День так и отметился в памяти как день, когда от нас «уходил» Рукавицын. И это уходил уже второй (первым «ушел» Бышев), и ему повезло, потому что день был с солнцем и очень запоминающийся (день с сигаретным дымом на косых параллелях лучей). И, видно, день был действительно отмеченный, потому что в этот самый день Лапин сообщил, что с Сереженькой обошлось: милиция его больше не трогала, простили. Мы стали спрашивать, как и что.
– Обошлось, – Лапин неопределенно пожал плечами. Он был невесел, потому что состояние Сереженьки было все равно неважное. Мы это знали. Сереженька был как-то безжизнен и прибит после пережитого. Он кое-как числился на первом курсе, был слишком тих и ко всему безучастен. Если мы приходили к нему, звали куда-то, он говорил: «Нет», – и опять на все остальное, на любое – «Нет, нет», – и говорил безликим, тихим голосом. И даже в том, как он сидел, скажем, за тарелкой супа, уставившись в точку и не поднимая глаз, чувствовалась подавленность.
– Обошлось, ребятки, и прекрасно, что обошлось!.. Смотри, как совпали дни! – и Рукавицын (полуголый, после душа) с этакой мистической радостью рубил ладонью косые параллели желтых лучей.

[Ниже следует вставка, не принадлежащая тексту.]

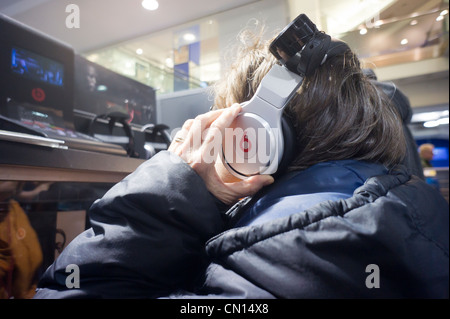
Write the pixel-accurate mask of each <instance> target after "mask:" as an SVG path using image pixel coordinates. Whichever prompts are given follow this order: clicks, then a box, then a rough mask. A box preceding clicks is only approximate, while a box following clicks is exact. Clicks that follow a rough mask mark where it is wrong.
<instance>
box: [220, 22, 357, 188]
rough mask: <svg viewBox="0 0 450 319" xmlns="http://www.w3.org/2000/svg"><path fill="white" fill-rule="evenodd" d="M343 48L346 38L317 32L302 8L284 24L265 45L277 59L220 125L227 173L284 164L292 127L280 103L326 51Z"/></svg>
mask: <svg viewBox="0 0 450 319" xmlns="http://www.w3.org/2000/svg"><path fill="white" fill-rule="evenodd" d="M336 48H340V49H339V50H335V49H336ZM347 49H349V48H348V46H347V44H346V43H344V42H342V41H338V40H331V37H330V36H329V35H327V34H325V33H323V32H319V31H318V30H317V27H316V26H315V25H314V23H313V22H311V20H309V18H308V17H307V16H306V15H304V14H301V15H299V16H298V17H297V18H296V19H295V20H294V21H292V22H291V23H290V24H289V25H288V26H287V27H286V28H284V30H283V31H282V32H281V33H280V34H279V35H278V37H277V38H276V39H275V40H274V41H273V42H272V43H271V45H270V51H271V53H272V54H274V56H275V57H276V58H277V59H278V61H279V62H280V63H281V64H282V65H278V64H275V65H274V66H272V68H271V69H270V71H269V72H268V73H267V74H266V75H265V77H264V78H263V80H262V81H261V83H260V85H259V87H258V89H257V90H256V93H255V95H254V96H253V97H252V99H251V100H250V101H248V102H244V103H242V106H243V108H242V112H241V113H240V114H239V115H238V117H237V118H236V119H235V121H234V122H233V123H232V125H231V126H230V128H229V129H227V130H226V131H225V137H224V140H223V143H222V160H223V162H224V164H225V167H226V168H227V169H228V171H229V172H230V173H231V174H233V175H234V176H236V177H238V178H241V179H245V178H247V177H250V176H253V175H258V174H271V175H272V174H275V173H277V174H278V173H281V172H282V171H283V170H284V169H285V168H286V166H287V165H288V164H289V163H290V161H291V160H292V159H293V156H294V154H295V138H294V136H295V132H294V130H293V128H292V125H291V124H289V119H287V118H286V117H285V116H283V111H284V108H285V107H286V105H288V104H289V102H290V100H291V99H292V97H293V96H294V95H295V93H296V92H297V90H298V89H299V87H300V86H301V84H302V82H303V78H304V77H305V76H308V75H311V74H313V73H314V71H315V70H316V68H318V67H319V66H321V65H322V64H324V63H325V61H326V60H327V58H329V57H330V56H334V55H338V54H342V53H343V52H345V51H346V50H347ZM332 51H333V52H332ZM331 52H332V53H333V54H332V55H331ZM288 136H289V138H287V137H288Z"/></svg>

А спор возник о том, где лучше быть Сереженьке в его теперешнем состоянии. Две краски смешались: тень Сереженькиной беды и веселая краска «уходящего» Рукавицына, – это дало некий третий, неровный оттенок разговору. Именно оттенок. А спора, может быть, и не было. Лапин хотел взять Сереженьку к себе или опять к той тихой старушке (то есть никакого ученья, никакого университета, пусть отдышится).
– Зачем? – так и вскинулся Рукавицын. – Зачем?
– Лучше будет.
– Ты, значит, обжегся? А теперь даже на воду дуть будешь?
Я поддержал Рукавицына:
– Дай пожить Сереженьке. Дай ему, Юра, пожить самому. Иначе он никогда не научится.
Мы жили одновременно и в своих общежитиях, и у Лапина – большей частью (по времени) у Лапина. Так оно шло. Но, живя у Лапина, мы «пробовали» свою жизнь, постепенно отходя от него. А Сереженька не уживался нигде. Ни зацепки не имел, ни хоть средненького контакта. И понятно, что особенно Рукавицын, готовый к «уходу», очень остро чувствовал, что нельзя Сереженьке замыкаться в каких-то тихих стенах.